11 Ekim 2006

Ders Almak, Ders Vermek...


Tam sitede meslek ahlakına, iş etiğine dalmışken, daha mühendislik eğitimimin ilk yılında, "Mühendislik Etiği" meselesine dikkatimin çekilmesini sağlayan Ahmet İnam'ın harika bir yazısına rastladım. Ahmet Hoca'nın affına sığınarak yazısını buraya alıyorum. "Hayatımızdaki İnce Şeylere Dair" kitabını eğer okumadıysanız mutlaka alın ve bu "ince" kitabi sindire sindire okuyun derim.

Çocukları Nasıl Öldürdüm?

Doktorlar nice hastasını gömer, mesleklerini öğreninceye dek. Öyle söylenir. Ya biz öğretmenler? Kaç öğrencimizi gömeriz karanlığa, kaçını yılgın, ürkek, düşünce yoksulu, umutsuz bırakırız? Yirmi beş yıla yaklaşan öğretmenlik geçmişim oldu. İlkokul öğrencileriyle çalıştım. Üniversitede doktora dersleri yaptığım benden on, on beş yaş büyük öğrencilerim oldu. İlkokul öğrencileri için hayat bilgisi dersi, ortaokul, lise, üniversite düzeyinde matematik, fizik, kimya, dersleri verdim. Almanca, İngilizce, Fransızca fen dersleri okuyan öğrencilerimin problemlerini çözmeye uğraştım. Edebiyat ve dil dersleri verdim. Yirmili yaşlarım elimde çantamla, zengin çocukların evlerinde geçti. Yüzlerce öğrencim oldu, yüzlerce dünya… Her birinden çok şey öğrendim. Ders ücretlerimin üstüne yatan ana babalarından da. Düşük paralarla dershanelerde çalıştım. Günde on dört saat ders verdiğim olmuştur. Hayatımı kazanmak için seçtiğim yol, mühendis olmama rağmen, öğretmenliğin çileli dünyasından geçti. Geçmekte. Üniversite hocalığım geçim sıkıntısından kurtarmadı beni. Felsefeyi arayan ruhum, dünyanın istilasına uğradı.
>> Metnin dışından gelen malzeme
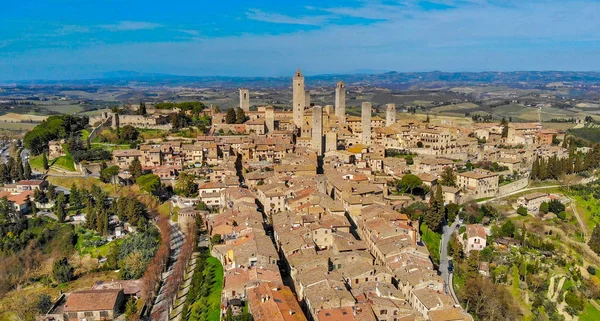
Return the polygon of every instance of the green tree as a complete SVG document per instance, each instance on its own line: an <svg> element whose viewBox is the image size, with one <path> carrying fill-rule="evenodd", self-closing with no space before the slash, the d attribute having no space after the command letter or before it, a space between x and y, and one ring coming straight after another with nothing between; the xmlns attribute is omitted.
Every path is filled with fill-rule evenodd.
<svg viewBox="0 0 600 321"><path fill-rule="evenodd" d="M502 227L500 228L500 234L502 236L512 237L515 234L515 230L515 223L513 223L511 220L507 220L504 222L504 224L502 224Z"/></svg>
<svg viewBox="0 0 600 321"><path fill-rule="evenodd" d="M235 108L235 123L243 124L246 121L246 113L243 109L237 107Z"/></svg>
<svg viewBox="0 0 600 321"><path fill-rule="evenodd" d="M444 221L444 194L442 192L442 186L438 185L437 188L431 192L429 197L429 208L425 212L424 222L429 226L432 231L439 231Z"/></svg>
<svg viewBox="0 0 600 321"><path fill-rule="evenodd" d="M25 163L25 167L23 168L23 179L30 179L31 178L31 165L29 165L29 162Z"/></svg>
<svg viewBox="0 0 600 321"><path fill-rule="evenodd" d="M154 174L142 175L138 177L135 182L140 186L142 191L152 195L157 195L160 189L160 177Z"/></svg>
<svg viewBox="0 0 600 321"><path fill-rule="evenodd" d="M61 257L58 260L54 261L54 266L52 267L52 275L54 276L54 280L58 283L69 282L73 279L75 269L69 263L66 257Z"/></svg>
<svg viewBox="0 0 600 321"><path fill-rule="evenodd" d="M556 200L556 199L551 200L550 203L548 203L548 211L552 212L554 214L558 214L560 212L564 212L565 211L565 204L561 203L561 201Z"/></svg>
<svg viewBox="0 0 600 321"><path fill-rule="evenodd" d="M442 177L440 179L440 184L444 186L456 187L456 174L454 173L452 167L446 166L446 168L444 168Z"/></svg>
<svg viewBox="0 0 600 321"><path fill-rule="evenodd" d="M402 192L413 193L414 189L423 185L423 181L413 174L406 174L400 179L399 187Z"/></svg>
<svg viewBox="0 0 600 321"><path fill-rule="evenodd" d="M550 211L550 205L548 202L542 202L540 204L540 213L548 214L548 211Z"/></svg>
<svg viewBox="0 0 600 321"><path fill-rule="evenodd" d="M40 294L36 306L40 314L46 314L52 307L52 297L46 293Z"/></svg>
<svg viewBox="0 0 600 321"><path fill-rule="evenodd" d="M527 215L527 207L519 206L519 208L517 208L517 214L526 216Z"/></svg>
<svg viewBox="0 0 600 321"><path fill-rule="evenodd" d="M127 304L125 305L125 320L133 321L136 319L137 312L137 300L132 296L127 300Z"/></svg>
<svg viewBox="0 0 600 321"><path fill-rule="evenodd" d="M121 133L120 138L127 142L136 141L140 134L140 132L137 130L137 128L135 128L131 125L123 126L123 128L121 128L120 133Z"/></svg>
<svg viewBox="0 0 600 321"><path fill-rule="evenodd" d="M596 225L594 227L594 231L592 232L592 236L590 237L590 241L588 245L592 249L592 251L600 254L600 225Z"/></svg>
<svg viewBox="0 0 600 321"><path fill-rule="evenodd" d="M112 183L115 176L119 175L119 166L111 166L100 170L100 180L104 183Z"/></svg>
<svg viewBox="0 0 600 321"><path fill-rule="evenodd" d="M58 193L56 196L56 200L54 203L54 215L59 222L64 222L65 217L67 216L67 212L65 211L65 203L67 202L67 197L63 193Z"/></svg>
<svg viewBox="0 0 600 321"><path fill-rule="evenodd" d="M79 189L77 188L77 185L73 183L73 185L71 185L71 190L69 193L69 205L74 208L80 208L82 203L83 202L81 201L81 194L79 193Z"/></svg>
<svg viewBox="0 0 600 321"><path fill-rule="evenodd" d="M148 111L146 110L146 103L140 101L140 108L138 109L138 115L146 115Z"/></svg>
<svg viewBox="0 0 600 321"><path fill-rule="evenodd" d="M235 121L236 121L235 110L233 108L227 109L227 112L225 113L225 122L227 124L235 124Z"/></svg>
<svg viewBox="0 0 600 321"><path fill-rule="evenodd" d="M5 184L10 182L10 173L4 162L0 164L0 183Z"/></svg>
<svg viewBox="0 0 600 321"><path fill-rule="evenodd" d="M129 164L129 174L133 180L136 180L138 177L142 176L142 163L139 159L134 158L131 164Z"/></svg>
<svg viewBox="0 0 600 321"><path fill-rule="evenodd" d="M502 126L502 138L508 137L508 121L506 118L502 117L500 125Z"/></svg>
<svg viewBox="0 0 600 321"><path fill-rule="evenodd" d="M175 193L185 197L196 196L198 185L194 182L194 176L187 173L180 173L175 184Z"/></svg>

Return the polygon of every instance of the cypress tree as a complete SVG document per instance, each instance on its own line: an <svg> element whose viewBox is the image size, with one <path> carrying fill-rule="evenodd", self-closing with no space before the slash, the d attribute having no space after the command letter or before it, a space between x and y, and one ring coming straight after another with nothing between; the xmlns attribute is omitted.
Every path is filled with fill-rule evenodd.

Tüm bunları, öğretmeliğini yaptığım çocuklardan kaçını öldürdüğümü düşünürken hatırladım. Yoksa bütün öğrencilerimi mi?

Sanırım üniversite öncesi öğretmenliğimde fazla bir “vukuat”ım yoktur. Belki ilk yıllarımda acemiliğim yüzünden hafif yada ağır yaraladıklarım olmuştur. Sonra aranan bir hoca oldum. Öğrencilerim sınıflarını geçiyorlar, kolej yada üniversite sınavlarını kazanıyorlardı. Görevimde kazandırmaktı zaten.

Üniversitede iş değişti. Artık “mantık”, “felsefe”, “ahlak”, “estetik” falan öğretiyordum. ( Nerden biliyorsam?) Birden bire kendimi tahta başında, çocuklara, üstelik Türkçe’nin dışında bir dille bilimi anlatırken buldum. Kendime gülesim geldi. Ağlayasım. Öğrencilerim için de üzüldüm. Ben kimdim ki bu adamlara, benim bile ulaşamadığım, yeterince kavrayamadığım şeyleri öğretmeye kalkıyordum? Felsefe nasıl öğretilirdi? Bilmiyordum. Çok az felsefe dersi almış, acemi bir “mühendis-öğretmen” felsefe hocasıydım! Mantık neydi? Nasıl öğretilirdi?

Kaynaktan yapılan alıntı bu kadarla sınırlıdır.